Sometimes a new phenomenon occurs in people’s lives after they lose someone. They start going to shul.

This phenomenon can be dramatic, since a mourner finds himself attending synagogue twice a day – in the morning for Shacharit, and in the afternoon/evening for Minchah/Ma’ariv – and it’s even more dramatic for those davening from the amud, or lectern, leading the prayer services.

Ask anyone who has gone through this spiritual metamorphosis what it’s like, and frequently you’ll hear, “It’s not easy,” or, from those in the GTA, “I often find myself speeding across the 407 to take in a late Minchah and to catch a Kaddish.”

You might hear from a mourner that he davens Minchah at Zeifman’s Accounting Firm on Bridgeland Avenue at 2 p.m. every day, or Ma’ariv at 10 p.m. at the Boat Shul, an ultra-Orthodox synagogue housed in an old boat store near Lawrence Avenue and Bathurst Street in Toronto.

I am one of these individuals.

Prior to my mom’s passing on Dec. 8, I went to shul sparingly.

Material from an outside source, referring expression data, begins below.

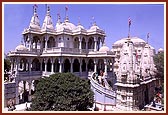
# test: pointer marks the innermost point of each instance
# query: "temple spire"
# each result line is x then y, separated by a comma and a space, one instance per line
66, 14
79, 21
93, 21
147, 38
129, 26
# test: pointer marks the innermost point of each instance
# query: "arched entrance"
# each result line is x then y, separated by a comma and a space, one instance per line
35, 65
100, 65
67, 65
49, 65
43, 65
76, 66
91, 65
83, 65
56, 65
23, 91
76, 42
90, 43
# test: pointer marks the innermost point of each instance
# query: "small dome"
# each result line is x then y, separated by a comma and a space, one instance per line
160, 49
135, 40
80, 27
35, 23
21, 47
94, 27
66, 25
47, 24
104, 48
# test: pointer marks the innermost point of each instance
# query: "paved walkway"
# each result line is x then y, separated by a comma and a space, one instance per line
20, 107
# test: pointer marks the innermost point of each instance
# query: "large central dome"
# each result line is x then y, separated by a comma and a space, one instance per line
66, 25
135, 40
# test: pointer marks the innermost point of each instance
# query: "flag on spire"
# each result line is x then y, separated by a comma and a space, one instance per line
35, 5
148, 35
66, 8
136, 55
129, 21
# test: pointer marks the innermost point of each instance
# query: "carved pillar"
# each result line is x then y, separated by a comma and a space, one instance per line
17, 92
80, 43
46, 39
52, 65
105, 68
95, 44
29, 97
60, 62
45, 65
30, 61
95, 65
71, 65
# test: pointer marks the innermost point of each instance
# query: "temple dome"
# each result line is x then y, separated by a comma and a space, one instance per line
35, 23
66, 25
94, 27
104, 48
135, 40
47, 24
21, 47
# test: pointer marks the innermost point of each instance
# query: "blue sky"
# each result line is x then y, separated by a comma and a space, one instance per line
112, 18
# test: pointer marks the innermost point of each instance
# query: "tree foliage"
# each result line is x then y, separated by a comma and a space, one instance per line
7, 64
62, 92
159, 62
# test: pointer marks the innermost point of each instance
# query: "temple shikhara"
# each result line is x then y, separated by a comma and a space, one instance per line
122, 78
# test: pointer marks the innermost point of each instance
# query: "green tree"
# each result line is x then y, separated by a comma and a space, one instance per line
159, 62
62, 92
7, 64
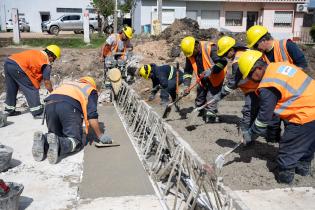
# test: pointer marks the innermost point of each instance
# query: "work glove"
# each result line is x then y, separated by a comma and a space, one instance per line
105, 139
249, 136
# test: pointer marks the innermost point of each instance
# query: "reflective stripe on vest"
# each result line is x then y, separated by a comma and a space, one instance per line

Like many, my son and I tried different synagogues. However, we were spiritually fidgety – or perhaps I was. I couldn’t relax, daven or simply be in the moment. Shul was a struggle. I couldn’t find my way.

READ: WHEN YOUR MOM DIES

There were, however, a couple of shuls I grew very fond of even before my mom’s passing (which helped with the transition), including Beth David B’nai Israel Beth Am Synagogue. It is a unique environment, a true village. I have been saying Kaddish for my father on his yahrzeit there for 25 years. I believe Beth David, a Conservative shul, is so inclusive because of its leadership, starting with Rabbi Philip Scheim. Since my mother’s passing, it is my weekday shul of choice.

Another shul I quite enjoy – my every-second-weekend shul – is Mishkan Avraham, a beautiful shtibl housed in the Ulpanat Orot School for girls on Canyon Avenue near Shepherd and Bathurst. The shul has been around for more than four decades. It is Orthodox, with participation from almost every male congregant.

Zev Kaufman is its co-ordinator extraordinaire (he is also seeded number 60 in the world in Scrabble). He runs a tight ship. Zev has a tremendous knowledge of those in the room able to lead the various services, others who can layn (read the Torah) and individuals who are quite adept at presenting compelling divrei Torah (words of Torah).

Recently the Aron Kodesh (the Holy Ark where the Torah scrolls are kept) was renovated. It’s gorgeous, as the wall around the actual Ark is made of Jerusalem stone and the Ark itself is a woody chestnut brown and designed in layers.

Mishkan Avraham has a minyan on Friday night, Shabbat morning and Shabbat afternoon. Frequently, there will be a traditional kiddush with cholent, herring, eyer kichlach – all the foods a cardiologist would suggest for a healthy heart. The real story of Mishkan Avraham, however, is its rich and lengthy history and the fine, learned men and women who daven there.

My son and I feel at home at Mishkan Avraham. We are proud it is one of our spiritual homes while we go through this new phenomenon and memorialize my mother through Kaddish and prayer. If you’re looking for a shul in Toronto, perhaps because you have lost a loved one, drop by Mishkan Avraham. Give it a spiritual try.

It is a hidden treasure amongst the plethora of shuls/synagogues/temples in our fair town.

Longing, I sought thy presence;

Lord, with my whole heart

did I call and pray,

And going out toward Thee,

I found Thee coming to me on my way.